El jefe de un grupo narco de la ciudad santafesina de Rosario fue imputado por planear desde una cárcel federal el crimen de una joven con prisión domiciliaria por narcotráfico, por el que pagó 30.000 pesos a dos sicarios que la mataron en venganza porque la madre de la víctima se negó a vender drogas para ellos.

Así se desprende de la investigación del fiscal Gastón Ávila, quien imputó a Alan Funes (23), preso en la cárcel federal de Ezeiza como autor intelectual del asesinato de Mariel Lezcano (21), cometido el 13 de octubre pasado.

El fiscal también acusó a Iván Ariel "Lolo" Gutiérrez (18) y a Fabián Alejo Domínguez (21) como coautores del homicidio de Lezcano, asesinada a tiros en su vivienda de Ayacucho al 4300, donde cumplía prisión domiciliaria por una condena de 6 años de prisión por comercio de estupefacientes.

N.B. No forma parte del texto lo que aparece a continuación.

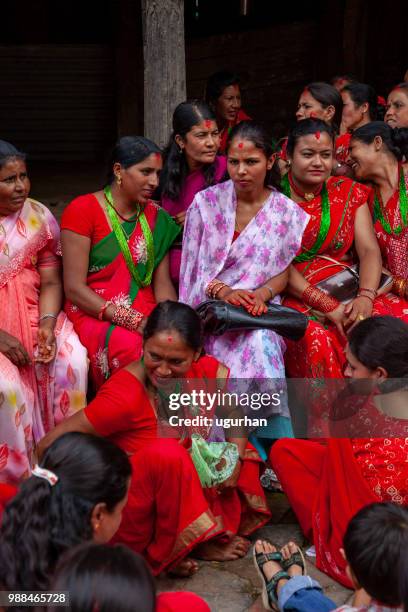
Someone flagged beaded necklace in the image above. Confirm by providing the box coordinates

Curiosamente, en el juicio en el que Lezcano fue condenada también fue sentenciado a 9 años de prisión Alan Funes, acusado ahora de instigar el crimen de la chica.

Según el Ministerio Público de la Acusación (MPA), Funes organizó el ataque a Lezcano desde el complejo penitenciario de Ezeiza, donde cumple varias condenas por homicidio, narcotráfico y asociación ilícita.

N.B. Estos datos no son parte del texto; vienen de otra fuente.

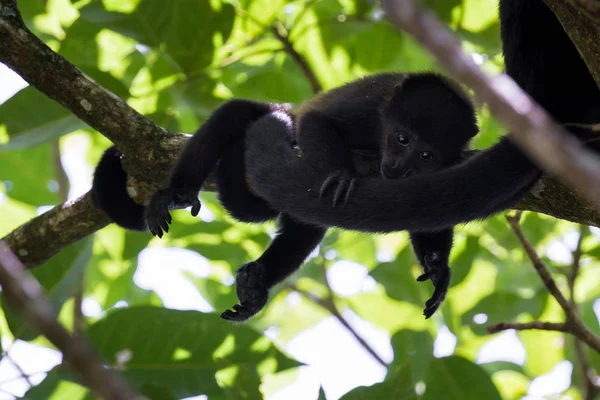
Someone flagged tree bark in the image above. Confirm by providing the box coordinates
[0,0,600,268]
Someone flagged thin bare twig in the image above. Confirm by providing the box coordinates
[488,214,600,352]
[487,321,575,334]
[567,225,600,400]
[0,240,144,400]
[4,352,33,386]
[271,23,323,93]
[506,216,579,319]
[287,285,387,367]
[382,0,600,210]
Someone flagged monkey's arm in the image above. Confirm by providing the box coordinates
[221,215,326,322]
[92,146,146,231]
[246,116,540,232]
[409,228,454,318]
[146,100,273,237]
[296,111,355,207]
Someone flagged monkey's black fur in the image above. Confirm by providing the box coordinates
[91,0,600,320]
[241,0,600,232]
[500,0,600,123]
[381,75,478,318]
[91,146,147,231]
[142,73,477,321]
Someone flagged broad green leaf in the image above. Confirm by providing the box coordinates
[341,365,419,400]
[2,236,94,340]
[423,356,501,400]
[0,145,58,206]
[0,87,87,152]
[24,366,92,400]
[518,331,565,377]
[81,0,234,74]
[388,330,434,385]
[371,246,422,307]
[87,307,299,398]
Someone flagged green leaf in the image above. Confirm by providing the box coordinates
[23,366,92,400]
[81,0,234,74]
[340,366,418,400]
[423,356,501,400]
[0,145,58,206]
[388,330,434,385]
[87,307,299,398]
[0,87,87,152]
[462,290,548,335]
[2,236,94,340]
[371,246,422,306]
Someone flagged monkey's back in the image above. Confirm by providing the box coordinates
[297,72,406,148]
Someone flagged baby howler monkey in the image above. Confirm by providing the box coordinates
[381,75,478,318]
[139,73,477,321]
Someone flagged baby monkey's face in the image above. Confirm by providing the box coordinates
[381,129,445,179]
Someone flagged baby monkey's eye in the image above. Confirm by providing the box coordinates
[396,133,410,146]
[420,151,433,160]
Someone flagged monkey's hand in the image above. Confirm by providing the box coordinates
[319,169,356,208]
[221,261,269,322]
[417,252,450,319]
[146,188,200,238]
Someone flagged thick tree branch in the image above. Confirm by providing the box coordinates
[0,0,600,268]
[2,193,110,268]
[0,241,144,400]
[271,23,323,93]
[382,0,600,210]
[0,0,175,181]
[544,0,600,87]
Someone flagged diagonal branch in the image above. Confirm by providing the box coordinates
[544,0,600,87]
[0,0,600,268]
[382,0,600,210]
[488,212,600,353]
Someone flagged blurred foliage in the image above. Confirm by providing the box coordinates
[0,0,600,400]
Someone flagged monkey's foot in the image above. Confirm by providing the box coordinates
[146,188,200,238]
[417,253,450,319]
[319,169,356,208]
[221,261,269,322]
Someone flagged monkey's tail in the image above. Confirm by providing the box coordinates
[92,146,148,231]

El fiscal Ávila dijo en la audiencia que, de acuerdo con evidencia colectada de un teléfono celular de una hermana menor de Funes, el recluso pagó 30.000 pesos a Gutiérrez y a Domínguez para matar a Lezcano.

También aportó el arma, una pistola calibre 9 milímetros, y una motocicleta Honda Wave que utilizaron en el crimen.

El motivo del asesinato fue una venganza ante la negativa de la madre de Lezcano, una mujer apodada "Paquete", a administrar un búnker de venta de drogas de Alan Funes, explicaron los investigadores.

Por su parte, el padre de Alan, Jorge "Gordo" Funes, fue incluso hasta la casa de la mujer a amenazarla con que le iban a matar a un hijo si no se ponía a vender drogas para el joven, que también desde la cárcel organiza el comercio al menudeo de estupefacientes.